The CYC is the only creative-writing-focused organization in Grand Rapids, serving students ages 6-18—the CYC fulfills its mission of empowering students’ voices through creative writing workshops, tutoring, and afterschool programs. To learn about a day in CYC programming, click here, and to find out more about the CYC’s writing workshops, click here.

This is the second performance of “The Sketches that Lived,” a show based on and inspired by sketches written by the CYC students and performed by local adult actors during this year’s LaughFest. This free, all-ages performance will feature brand new material written by this year’s students.

Amy Gascon, the director of “The Sketches that Lived” and of the upcoming encore, speaks to the value of having adults perform the work of students. “I’m not sure if it hits them until they’re at the show with the lights and the audience and just this wonderful positive energy surrounding their work,” says Gascon.

While this positive energy comes from the audience and crowd, the actors play a large role in bringing these stories to life while highlighting the students’ voices.

Will Oltman, a returning actor from the first show, says “I am most excited to perform work written by students that is unencumbered by natural restraints that adulthood brings. I get to experience the creativity of youth once more.”

The creativity in youth encompasses a wide spectrum in stories—Gascon notes the variety in the stories the students told in their sketches.

For this performance, students have been working hard on their sketches. One student, Adrian, says the sketch writing process “was a little troubling at first and then it turned into a good time.”
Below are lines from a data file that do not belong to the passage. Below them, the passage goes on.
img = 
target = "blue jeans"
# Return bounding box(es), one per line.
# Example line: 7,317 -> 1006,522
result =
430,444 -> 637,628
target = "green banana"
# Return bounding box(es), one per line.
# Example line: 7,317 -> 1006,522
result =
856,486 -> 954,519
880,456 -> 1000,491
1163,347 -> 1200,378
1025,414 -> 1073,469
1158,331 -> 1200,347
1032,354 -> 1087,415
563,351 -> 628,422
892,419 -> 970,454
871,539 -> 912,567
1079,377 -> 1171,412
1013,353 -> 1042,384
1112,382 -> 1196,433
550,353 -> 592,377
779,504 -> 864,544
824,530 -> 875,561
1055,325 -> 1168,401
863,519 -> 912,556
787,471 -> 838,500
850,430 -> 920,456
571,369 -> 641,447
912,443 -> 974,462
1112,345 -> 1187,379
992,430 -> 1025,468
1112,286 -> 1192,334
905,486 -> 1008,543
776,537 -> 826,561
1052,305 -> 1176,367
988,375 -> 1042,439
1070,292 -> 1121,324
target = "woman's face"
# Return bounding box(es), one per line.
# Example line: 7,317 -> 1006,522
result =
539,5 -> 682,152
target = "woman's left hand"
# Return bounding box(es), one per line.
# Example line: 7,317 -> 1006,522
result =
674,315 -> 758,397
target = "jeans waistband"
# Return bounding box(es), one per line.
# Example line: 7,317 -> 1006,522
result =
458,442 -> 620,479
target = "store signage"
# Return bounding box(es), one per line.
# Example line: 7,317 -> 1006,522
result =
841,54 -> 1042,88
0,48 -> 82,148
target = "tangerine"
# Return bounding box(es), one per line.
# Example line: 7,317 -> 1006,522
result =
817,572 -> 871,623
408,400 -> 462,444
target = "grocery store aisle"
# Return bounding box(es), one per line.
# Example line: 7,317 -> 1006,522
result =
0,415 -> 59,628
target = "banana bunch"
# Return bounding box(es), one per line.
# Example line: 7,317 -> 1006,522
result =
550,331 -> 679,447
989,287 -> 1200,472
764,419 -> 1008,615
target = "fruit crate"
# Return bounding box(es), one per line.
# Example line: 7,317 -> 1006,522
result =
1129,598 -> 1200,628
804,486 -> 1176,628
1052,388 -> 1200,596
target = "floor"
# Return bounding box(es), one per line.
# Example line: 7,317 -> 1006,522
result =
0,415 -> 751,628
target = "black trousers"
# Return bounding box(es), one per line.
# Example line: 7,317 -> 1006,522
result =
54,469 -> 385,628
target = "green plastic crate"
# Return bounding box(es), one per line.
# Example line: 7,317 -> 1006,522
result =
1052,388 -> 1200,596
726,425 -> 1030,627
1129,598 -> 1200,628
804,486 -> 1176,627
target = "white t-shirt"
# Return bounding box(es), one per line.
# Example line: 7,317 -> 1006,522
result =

While it might be a little tricky to write sketches, Lis Hatfield, another actor in the upcoming “Sketches,” says “Sketches can be short and silly – you want to try and make things larger than life and kids tend to be awesome at letting their imagination run wild.”

In preparation for the show, the students have learned about writing stage directions, creating setting, and writing dynamic characters. It suffices to say that the students are just as excited, if not more, than the actors.

Zoe, a student in the CYC’s Afterschool Adventure program, knows the thrill she will experience seeing her work performed. “My parents and grandma are so proud of me,” she says. “It is my chance to become a talented writer. This is my dream. And dreams really can come true.”

And the students at the CYC come into programming as talented writers: programming acts to share the vast talents of the students.

“I think the students really feel proud of what they’ve done,” says Gascon.

Some of these sketches will be published in the CYC’s upcoming anthology of the students’ work, The Book of Explosions. This will be the fifth edition, which highlights students flexing their creative muscles in sketch writing as well as other genres. The various books highlighting the students’ work will be available for purchase at the show.

Of the show, fifth grader India promises, “It will be fun and magical!”